Adam en ik hebben zojuist twee hangmatten opgehangen tussen de ijzeren staanders op het dek van Voyagers, het vrachtschip waarop wij door de Amazone van Manaus naar Tabatinga gaan varen, een reis van 2000 kilometer. We keren terug naar de stad in afwachting van het vertrek. Na terugkeer blijken onze hangmatten omringd en gescheiden te zijn door andere hangmatten, in rijen naast, boven en onder elkaar. Eenmaal in beweging zie ik vanuit mijn hangmat de bomen voorbij glijden, alsof zíj voorbij trekken in plaats van wij. Bomen worden schilderijen, zoals destijds Lake Manasbal aan de voet van de Himalaya een levend schilderij was vanuit onze woonboot. Vannacht transformeerde de Amazone in een schilderij van Rousseau le Douanier. Perceptie is altijd gelaagd, alleen niet in de Sahara.

Rio Solimoês, 13 april

19.00 uur. Vandaag lange tijd naar de rivier – die eindeloos lijkende, brede rivier Solimoês gekeken; naar luchten met zon en wolken en naar bomen. Vanuit de boot hoor ik, spijtig genoeg, geen vogels. Ik zie hen ook nauwelijks. In Forte Boa, de eerste halte van de Voyagers, proberen we het oerwoud binnen te gaan.

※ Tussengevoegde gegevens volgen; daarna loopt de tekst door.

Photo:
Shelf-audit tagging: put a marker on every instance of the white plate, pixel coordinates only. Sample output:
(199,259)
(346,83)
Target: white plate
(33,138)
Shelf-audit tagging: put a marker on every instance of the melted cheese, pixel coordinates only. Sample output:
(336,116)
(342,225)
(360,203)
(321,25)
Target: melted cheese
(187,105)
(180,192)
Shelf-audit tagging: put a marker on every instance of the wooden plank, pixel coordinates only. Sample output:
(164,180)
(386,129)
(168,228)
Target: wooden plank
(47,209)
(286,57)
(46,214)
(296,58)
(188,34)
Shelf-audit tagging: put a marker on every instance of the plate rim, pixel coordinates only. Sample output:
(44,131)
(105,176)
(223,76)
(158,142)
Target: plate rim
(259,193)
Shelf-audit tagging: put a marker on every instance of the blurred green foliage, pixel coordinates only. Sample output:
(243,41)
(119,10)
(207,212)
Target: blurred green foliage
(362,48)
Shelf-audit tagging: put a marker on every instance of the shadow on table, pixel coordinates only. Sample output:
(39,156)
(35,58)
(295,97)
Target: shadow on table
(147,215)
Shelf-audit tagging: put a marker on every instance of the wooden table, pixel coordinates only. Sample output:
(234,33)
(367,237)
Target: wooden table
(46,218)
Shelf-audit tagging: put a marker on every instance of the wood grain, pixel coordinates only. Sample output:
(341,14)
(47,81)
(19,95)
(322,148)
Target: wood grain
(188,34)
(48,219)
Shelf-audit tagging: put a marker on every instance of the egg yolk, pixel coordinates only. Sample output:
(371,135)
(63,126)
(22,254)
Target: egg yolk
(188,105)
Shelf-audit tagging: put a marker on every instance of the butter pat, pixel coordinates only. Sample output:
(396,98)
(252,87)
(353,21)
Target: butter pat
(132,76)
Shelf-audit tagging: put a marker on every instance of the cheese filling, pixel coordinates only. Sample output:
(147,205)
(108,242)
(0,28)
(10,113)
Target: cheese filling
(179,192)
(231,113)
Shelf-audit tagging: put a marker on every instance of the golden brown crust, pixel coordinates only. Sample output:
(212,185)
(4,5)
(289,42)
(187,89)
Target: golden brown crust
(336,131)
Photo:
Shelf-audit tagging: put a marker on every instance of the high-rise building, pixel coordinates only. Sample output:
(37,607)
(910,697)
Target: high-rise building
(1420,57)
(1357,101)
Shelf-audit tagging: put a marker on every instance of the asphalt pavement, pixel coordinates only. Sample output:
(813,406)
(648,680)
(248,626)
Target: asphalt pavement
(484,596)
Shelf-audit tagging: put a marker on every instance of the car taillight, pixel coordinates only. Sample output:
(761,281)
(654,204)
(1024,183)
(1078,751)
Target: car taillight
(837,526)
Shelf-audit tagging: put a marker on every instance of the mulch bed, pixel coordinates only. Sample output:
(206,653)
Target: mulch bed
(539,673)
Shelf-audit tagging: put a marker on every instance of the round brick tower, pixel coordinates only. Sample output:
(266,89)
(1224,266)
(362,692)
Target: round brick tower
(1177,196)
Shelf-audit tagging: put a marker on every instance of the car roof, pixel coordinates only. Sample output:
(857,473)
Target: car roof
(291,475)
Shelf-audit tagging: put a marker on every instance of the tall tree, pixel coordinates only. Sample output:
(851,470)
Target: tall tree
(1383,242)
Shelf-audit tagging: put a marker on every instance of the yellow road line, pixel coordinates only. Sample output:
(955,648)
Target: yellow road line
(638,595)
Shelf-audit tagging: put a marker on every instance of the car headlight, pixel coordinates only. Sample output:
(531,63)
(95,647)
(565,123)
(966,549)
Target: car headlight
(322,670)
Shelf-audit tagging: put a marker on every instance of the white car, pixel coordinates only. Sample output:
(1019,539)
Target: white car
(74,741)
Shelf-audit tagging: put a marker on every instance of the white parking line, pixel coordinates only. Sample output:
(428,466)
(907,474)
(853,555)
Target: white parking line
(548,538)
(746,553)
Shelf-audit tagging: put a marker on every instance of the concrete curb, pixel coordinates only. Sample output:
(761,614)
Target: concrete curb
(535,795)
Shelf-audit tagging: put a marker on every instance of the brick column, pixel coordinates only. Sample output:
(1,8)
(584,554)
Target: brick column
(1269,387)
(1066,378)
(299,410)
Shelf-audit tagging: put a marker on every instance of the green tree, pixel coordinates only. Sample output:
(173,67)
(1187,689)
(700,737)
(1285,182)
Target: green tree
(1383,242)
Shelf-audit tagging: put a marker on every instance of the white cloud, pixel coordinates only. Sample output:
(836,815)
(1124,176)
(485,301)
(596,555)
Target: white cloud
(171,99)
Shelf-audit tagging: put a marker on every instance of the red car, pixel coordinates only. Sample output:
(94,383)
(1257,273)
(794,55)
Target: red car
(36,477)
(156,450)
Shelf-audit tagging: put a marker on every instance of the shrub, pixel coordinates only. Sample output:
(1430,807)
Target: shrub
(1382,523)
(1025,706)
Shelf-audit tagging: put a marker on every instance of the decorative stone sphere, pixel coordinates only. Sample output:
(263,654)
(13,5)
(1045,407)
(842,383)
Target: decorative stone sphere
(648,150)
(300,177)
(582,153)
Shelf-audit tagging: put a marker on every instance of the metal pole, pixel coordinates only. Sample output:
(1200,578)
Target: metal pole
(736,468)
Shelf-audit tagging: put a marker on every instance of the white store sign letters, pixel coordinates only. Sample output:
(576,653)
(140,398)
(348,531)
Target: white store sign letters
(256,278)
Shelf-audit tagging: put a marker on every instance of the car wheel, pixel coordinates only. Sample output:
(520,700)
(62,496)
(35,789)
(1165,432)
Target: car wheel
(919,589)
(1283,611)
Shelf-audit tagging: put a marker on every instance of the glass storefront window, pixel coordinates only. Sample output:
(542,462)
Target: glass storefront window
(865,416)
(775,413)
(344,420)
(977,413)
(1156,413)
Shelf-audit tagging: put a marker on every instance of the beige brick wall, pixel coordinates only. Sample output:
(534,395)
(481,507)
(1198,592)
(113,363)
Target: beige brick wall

Een man leest in de Psalmen. Zonder moeite kan ik Psalm 92 met hem meelezen, hoewel het in Portugees is: de mens stelt niets voor, alleen de Allerhoogste. Het humanisme probeert deze gespletenheid in het bewustzijn, deze dualiteit, te doorbreken. Daarover moet mijn inaugurale rede gaan. Ik heb er vandaag aan gewerkt. Ook lees ik in Seth spreekt van Jane Roberts. Zojuist overviel me een gevoel van vreugde. Als het bewustzijn, het creatieve bewustzijn, de bron is van alle vormen en zich permanent vernieuwt met leven en dood als overgangen van de ene mentale staat in een andere, al of niet fysiek, dan is er reden voor grote vreugde. De bron van alle werkelijkheid is hier en overal, nu en altijd. Vannacht ga ik hierover dromen. Ik laat alle geliefden verschijnen &ndash we zullen elkaars steeds opnieuw ontmoeten, misschien wel in gedaante verwisseling. Wat er ook gebeurt, sterven wordt het meest spannende moment van het leven: in zekere zin een nieuwe geboorte, even pijnlijk of spontaan als de vorige geboorte. Alma ‘gelooft’ in de teksten van Seth, maar ze klinken ietwat abstract voor een Spreker of Ingewijde, te filosofisch, al zullen weinig filosofen deze tekst(en) als filosoof serieus nemen.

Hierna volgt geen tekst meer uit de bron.